Amy Leigh Johnson
Assistant Professor
Department of Government and Sociology
Georgia College and State University
Email: amy.johnson@gcsu.edu
@amyleigh_j
Bio
Amy Leigh Johnson is an Assistant Professor of Anthropology at Georgia College and State University. Her research focuses on the everyday experience of environmental and political change in South Asia, with a particular focus on lowland environments within the Nepal Himalaya. Using a person and place-entered ethnographic approach, Amy is interested in the gradual seditimization of political and environmental changes in social life as a way to ground theorisation of rural futures in South Asia. Amy completed her Ph.D. in Environmental Anthropology from Yale University in December 2020 and is a graduate of Yale's Combined Degree in Anthropology and the School of the Environment. She was formerly a Research Fellow at Northumbria University's Department of Geography and Environmental Sciences.
Latest Publication
Malaria eradication arrived in Nepal in the 1950s as part of a global initiative to make malarial landscapes available for land reclamation and universal settlement. This article situates period reports from World Health Organization personnel involved in the Nepal Malaria Eradication Organization alongside testimonies from two malaria eradication workers from the country's Farwestern Tarai region to disentangle the socioecological and political effects of Nepal's malaria eradication project in its formative years.

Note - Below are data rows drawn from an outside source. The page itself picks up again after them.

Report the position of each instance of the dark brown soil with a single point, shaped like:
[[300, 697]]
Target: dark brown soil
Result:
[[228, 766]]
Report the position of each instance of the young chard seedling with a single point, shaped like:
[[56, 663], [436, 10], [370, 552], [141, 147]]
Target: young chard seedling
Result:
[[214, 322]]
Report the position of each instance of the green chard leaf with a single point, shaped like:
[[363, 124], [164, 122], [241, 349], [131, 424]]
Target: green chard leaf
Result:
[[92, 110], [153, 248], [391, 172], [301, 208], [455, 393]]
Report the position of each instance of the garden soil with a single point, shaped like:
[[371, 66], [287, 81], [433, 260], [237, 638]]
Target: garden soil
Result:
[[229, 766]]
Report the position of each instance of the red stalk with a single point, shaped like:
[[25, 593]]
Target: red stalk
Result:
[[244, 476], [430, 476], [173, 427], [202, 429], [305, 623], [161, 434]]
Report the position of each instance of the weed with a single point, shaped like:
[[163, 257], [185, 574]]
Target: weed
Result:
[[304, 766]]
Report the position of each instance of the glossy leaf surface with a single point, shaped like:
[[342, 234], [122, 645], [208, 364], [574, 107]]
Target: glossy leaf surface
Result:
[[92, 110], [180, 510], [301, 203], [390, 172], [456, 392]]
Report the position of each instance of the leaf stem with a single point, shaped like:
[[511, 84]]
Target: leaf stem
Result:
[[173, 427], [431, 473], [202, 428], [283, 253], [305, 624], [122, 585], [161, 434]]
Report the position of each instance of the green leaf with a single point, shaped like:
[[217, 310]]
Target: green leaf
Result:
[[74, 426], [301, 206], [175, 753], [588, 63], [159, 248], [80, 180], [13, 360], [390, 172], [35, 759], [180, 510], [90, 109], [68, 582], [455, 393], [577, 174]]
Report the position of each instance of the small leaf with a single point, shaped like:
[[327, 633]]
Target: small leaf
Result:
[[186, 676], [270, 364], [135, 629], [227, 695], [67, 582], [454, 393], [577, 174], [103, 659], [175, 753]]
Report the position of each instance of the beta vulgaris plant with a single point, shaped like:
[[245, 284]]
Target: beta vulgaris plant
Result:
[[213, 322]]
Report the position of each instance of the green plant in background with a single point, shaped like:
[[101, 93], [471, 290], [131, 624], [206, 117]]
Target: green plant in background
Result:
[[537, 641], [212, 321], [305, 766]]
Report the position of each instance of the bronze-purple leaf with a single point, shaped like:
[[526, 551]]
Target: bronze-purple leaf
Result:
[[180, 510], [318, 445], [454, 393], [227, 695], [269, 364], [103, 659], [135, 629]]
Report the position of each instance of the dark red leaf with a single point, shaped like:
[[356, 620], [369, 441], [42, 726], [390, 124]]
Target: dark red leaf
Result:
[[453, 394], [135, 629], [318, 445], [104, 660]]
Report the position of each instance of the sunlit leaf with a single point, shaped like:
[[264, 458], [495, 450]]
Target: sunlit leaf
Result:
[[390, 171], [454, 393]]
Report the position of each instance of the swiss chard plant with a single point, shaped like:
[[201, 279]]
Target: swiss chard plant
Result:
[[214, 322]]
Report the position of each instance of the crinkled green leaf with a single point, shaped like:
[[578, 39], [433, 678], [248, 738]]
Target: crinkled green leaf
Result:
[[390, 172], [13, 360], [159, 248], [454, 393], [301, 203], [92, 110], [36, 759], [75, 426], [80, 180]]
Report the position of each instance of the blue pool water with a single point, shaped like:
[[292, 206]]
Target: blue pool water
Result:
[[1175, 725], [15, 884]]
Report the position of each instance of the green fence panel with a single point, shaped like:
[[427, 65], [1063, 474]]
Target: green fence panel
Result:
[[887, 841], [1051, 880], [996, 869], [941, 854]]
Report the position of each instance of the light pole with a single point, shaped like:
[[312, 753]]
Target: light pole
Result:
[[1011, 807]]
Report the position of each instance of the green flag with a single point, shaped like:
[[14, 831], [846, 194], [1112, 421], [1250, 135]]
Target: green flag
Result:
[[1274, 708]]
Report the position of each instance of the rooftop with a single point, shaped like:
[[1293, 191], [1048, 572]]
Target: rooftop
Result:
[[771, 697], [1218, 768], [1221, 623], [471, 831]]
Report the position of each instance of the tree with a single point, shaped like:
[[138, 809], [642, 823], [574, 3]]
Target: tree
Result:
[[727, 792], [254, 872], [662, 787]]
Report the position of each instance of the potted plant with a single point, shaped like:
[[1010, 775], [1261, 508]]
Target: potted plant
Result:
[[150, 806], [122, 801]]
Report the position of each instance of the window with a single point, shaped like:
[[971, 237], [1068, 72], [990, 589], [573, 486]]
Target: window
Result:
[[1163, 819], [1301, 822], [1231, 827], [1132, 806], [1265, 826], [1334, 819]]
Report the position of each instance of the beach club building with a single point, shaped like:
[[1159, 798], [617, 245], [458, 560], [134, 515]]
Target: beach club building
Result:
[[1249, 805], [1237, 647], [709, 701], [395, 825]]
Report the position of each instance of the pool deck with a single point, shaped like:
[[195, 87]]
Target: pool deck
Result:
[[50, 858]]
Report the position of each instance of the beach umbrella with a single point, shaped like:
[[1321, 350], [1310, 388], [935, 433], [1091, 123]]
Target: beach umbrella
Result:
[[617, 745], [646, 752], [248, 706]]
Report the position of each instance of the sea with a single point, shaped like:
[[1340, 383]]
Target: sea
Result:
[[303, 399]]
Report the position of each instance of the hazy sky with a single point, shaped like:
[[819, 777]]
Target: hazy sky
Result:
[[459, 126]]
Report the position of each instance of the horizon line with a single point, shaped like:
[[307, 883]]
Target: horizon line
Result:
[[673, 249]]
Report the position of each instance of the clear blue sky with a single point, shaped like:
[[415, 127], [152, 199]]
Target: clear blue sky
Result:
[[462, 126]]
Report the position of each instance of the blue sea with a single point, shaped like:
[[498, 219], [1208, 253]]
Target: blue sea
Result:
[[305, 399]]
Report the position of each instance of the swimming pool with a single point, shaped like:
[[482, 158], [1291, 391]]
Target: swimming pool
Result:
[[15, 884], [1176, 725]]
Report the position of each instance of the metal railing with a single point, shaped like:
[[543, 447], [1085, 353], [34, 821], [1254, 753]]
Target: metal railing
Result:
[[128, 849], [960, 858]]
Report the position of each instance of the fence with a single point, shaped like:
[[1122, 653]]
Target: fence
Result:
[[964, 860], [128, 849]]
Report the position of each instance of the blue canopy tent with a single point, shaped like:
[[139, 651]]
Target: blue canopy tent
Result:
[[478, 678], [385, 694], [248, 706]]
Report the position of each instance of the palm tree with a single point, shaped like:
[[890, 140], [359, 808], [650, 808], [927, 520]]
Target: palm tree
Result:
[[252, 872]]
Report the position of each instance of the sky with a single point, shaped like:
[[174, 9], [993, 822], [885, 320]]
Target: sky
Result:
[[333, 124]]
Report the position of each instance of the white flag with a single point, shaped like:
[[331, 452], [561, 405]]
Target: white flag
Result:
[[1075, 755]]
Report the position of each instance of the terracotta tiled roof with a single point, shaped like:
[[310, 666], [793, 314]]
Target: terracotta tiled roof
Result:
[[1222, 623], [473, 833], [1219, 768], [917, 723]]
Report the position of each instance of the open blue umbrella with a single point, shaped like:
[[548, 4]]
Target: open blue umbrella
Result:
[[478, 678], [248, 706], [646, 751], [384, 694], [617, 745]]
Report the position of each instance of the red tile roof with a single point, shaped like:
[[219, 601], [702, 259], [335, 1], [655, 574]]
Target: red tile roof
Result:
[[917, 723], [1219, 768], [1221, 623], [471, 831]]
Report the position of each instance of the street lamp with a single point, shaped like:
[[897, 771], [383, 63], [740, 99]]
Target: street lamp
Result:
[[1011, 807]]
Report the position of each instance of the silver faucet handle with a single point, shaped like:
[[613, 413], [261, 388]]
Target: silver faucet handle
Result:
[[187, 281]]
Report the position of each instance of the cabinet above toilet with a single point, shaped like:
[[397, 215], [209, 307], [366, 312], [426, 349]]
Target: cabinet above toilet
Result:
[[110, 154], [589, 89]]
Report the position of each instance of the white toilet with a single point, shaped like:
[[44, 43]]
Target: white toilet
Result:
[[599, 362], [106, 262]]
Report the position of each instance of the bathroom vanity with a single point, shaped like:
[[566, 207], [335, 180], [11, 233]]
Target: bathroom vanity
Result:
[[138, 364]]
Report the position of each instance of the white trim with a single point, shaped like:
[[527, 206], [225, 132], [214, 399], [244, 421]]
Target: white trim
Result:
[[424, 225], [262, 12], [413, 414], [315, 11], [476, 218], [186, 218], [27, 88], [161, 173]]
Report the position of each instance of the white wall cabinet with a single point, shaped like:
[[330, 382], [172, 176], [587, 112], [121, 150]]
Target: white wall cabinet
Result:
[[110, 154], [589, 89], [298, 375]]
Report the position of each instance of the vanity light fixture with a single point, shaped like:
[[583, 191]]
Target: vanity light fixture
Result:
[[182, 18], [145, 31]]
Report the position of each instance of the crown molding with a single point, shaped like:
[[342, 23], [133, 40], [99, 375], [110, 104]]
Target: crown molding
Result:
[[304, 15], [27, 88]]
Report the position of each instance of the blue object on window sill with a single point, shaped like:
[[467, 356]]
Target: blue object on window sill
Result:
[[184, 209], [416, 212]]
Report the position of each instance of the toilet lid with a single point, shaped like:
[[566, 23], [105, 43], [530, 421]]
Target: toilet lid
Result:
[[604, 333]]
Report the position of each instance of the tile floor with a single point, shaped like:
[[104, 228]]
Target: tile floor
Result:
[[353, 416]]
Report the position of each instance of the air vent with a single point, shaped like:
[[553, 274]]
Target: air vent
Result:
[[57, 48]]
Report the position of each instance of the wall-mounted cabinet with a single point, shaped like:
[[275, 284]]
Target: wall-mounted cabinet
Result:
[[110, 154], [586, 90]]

By concentrating on the labor of malaria eradication—focused on geographic reconnaissance and indoor residual spraying and the employment of laborers of diverse caste and ethnic backgrounds—the author argues that the project helped generate a settler sensibility toward the Nepal Tarai, transforming the forests and grasslands into a domesticated, development-ready village landscape. Applying insights from settler studies to a formally non-colonized nation-state, Nepal, the article highlights settlerism as a practice extending beyond the geography of European-American imperialism and embeds Nepal's malaria eradication program within the colonial landscape of Northern South Asia.
Johnson, Amy. 2023. "Settler Sensibilities and Environmental Change: Unmaking Malarial Landscapes in Nepal." The Journal of Asian Studies 82(4): 639-662.